Luke B. Goebel drives his stories with consciousness-crowding performances of language: a voice prime green and bluefire-tinged, lonely and howling out against the crimes of cool logic and unloving lovers. His voice is more frantic than seductive, which is not to say there’s not an element of seduction at play here, Goebel is after all a master of the type of sentence that demands the reader’s empathy, if not entire implication. He doggedly sticks to the hard, brown, nut-like word, to use the purely Barthelmean. His broken syntax, shifting perspectives, and mixed fantasies clang together to sustain what feels like a novel pitch in literature. These frenzied, peyote-enlightened visions proceed in such a pleasing rush, something like Coleridge gone through rehab and come back to prophesy of love lost and taken away and brought back again, effectively novelizing his peculiar vision of America.

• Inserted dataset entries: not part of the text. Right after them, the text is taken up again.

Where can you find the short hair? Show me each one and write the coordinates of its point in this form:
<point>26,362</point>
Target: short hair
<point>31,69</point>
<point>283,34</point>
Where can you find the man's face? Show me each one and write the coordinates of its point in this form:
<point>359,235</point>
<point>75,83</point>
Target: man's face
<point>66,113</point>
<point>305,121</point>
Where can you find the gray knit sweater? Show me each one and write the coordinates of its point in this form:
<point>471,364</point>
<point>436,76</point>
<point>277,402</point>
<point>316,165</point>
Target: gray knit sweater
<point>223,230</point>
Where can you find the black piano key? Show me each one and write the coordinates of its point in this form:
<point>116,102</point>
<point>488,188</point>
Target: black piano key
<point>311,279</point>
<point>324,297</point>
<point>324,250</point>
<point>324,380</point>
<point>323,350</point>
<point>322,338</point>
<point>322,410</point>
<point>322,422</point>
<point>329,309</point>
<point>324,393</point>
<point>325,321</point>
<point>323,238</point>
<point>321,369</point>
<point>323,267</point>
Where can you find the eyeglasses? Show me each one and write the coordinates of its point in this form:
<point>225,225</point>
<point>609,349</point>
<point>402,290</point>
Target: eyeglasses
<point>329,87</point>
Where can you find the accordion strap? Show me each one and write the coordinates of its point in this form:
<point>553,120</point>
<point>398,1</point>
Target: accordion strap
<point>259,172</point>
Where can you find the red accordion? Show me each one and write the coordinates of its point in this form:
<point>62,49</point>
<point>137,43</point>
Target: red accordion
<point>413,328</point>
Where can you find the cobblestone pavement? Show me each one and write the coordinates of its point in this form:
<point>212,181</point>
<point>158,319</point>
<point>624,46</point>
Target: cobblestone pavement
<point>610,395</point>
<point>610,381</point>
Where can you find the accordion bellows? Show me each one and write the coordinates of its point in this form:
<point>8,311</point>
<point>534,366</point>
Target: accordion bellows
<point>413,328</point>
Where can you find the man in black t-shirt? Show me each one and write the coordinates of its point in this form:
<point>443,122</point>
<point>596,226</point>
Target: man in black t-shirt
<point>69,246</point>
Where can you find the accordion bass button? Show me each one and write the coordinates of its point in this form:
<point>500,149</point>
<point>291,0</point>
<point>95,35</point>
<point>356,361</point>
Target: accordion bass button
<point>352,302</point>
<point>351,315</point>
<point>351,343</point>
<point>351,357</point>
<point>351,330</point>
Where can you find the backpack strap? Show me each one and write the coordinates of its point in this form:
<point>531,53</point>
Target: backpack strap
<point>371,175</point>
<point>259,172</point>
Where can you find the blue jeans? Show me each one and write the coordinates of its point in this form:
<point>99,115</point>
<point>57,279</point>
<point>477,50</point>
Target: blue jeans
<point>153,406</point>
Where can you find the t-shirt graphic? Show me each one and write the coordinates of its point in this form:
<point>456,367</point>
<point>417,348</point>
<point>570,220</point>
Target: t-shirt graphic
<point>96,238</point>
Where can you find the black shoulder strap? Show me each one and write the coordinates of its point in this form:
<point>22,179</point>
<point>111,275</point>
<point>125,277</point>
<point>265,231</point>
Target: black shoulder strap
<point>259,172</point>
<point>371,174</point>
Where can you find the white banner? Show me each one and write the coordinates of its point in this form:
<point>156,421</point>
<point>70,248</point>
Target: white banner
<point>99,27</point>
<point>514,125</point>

And it’s with such strange powers of speech that Goebel, more toward book’s end, eschews more mimetic affectations and easy categorizations of time and memory in favor of the figurative or seemingly purely random, which is really no hiccup because one gets the sense the author has lived these stories. Whether or not he did doesn’t seem to matter because the stories are told sans arrière-pensée and as if they should have happened. Here, in the language, in the sentences themselves, the most ambitious themes of the book are pressurized and most realized – isolation at its most intense and directly felt, desire to break through the constraints of language and tap into a consciousness more pure and eloquent than the one we’ve got -and here also it is apparent that Goebel has announced himself as a proud new talent and of stronger voice than most of the writers working, bless them, to further the forms of the novel.

 

Luke B. Goebel is the recipient of the Ronald Sukenick Prize for Innovative Fiction from FC2 and the Joan Scott Memorial Fiction Award. He earned a BA from the University of San Francisco and an MFA in English from the University of Massachusetts, Amherst. He is an assistant professor of Creative Writing at the University of Texas at Tyler. He was born in Ohio and grew up in Portland, Oregon.

Gary Sheppard has written stories for New York Tyrant, Redivider, PANK, Everyday Genius and other places. He was the recipient of a John & Renee Grisham Fellowship at The University of Mississippi, where he earned his MFA. Born and raised in Mississippi, he now lives and writes and teaches in Florida.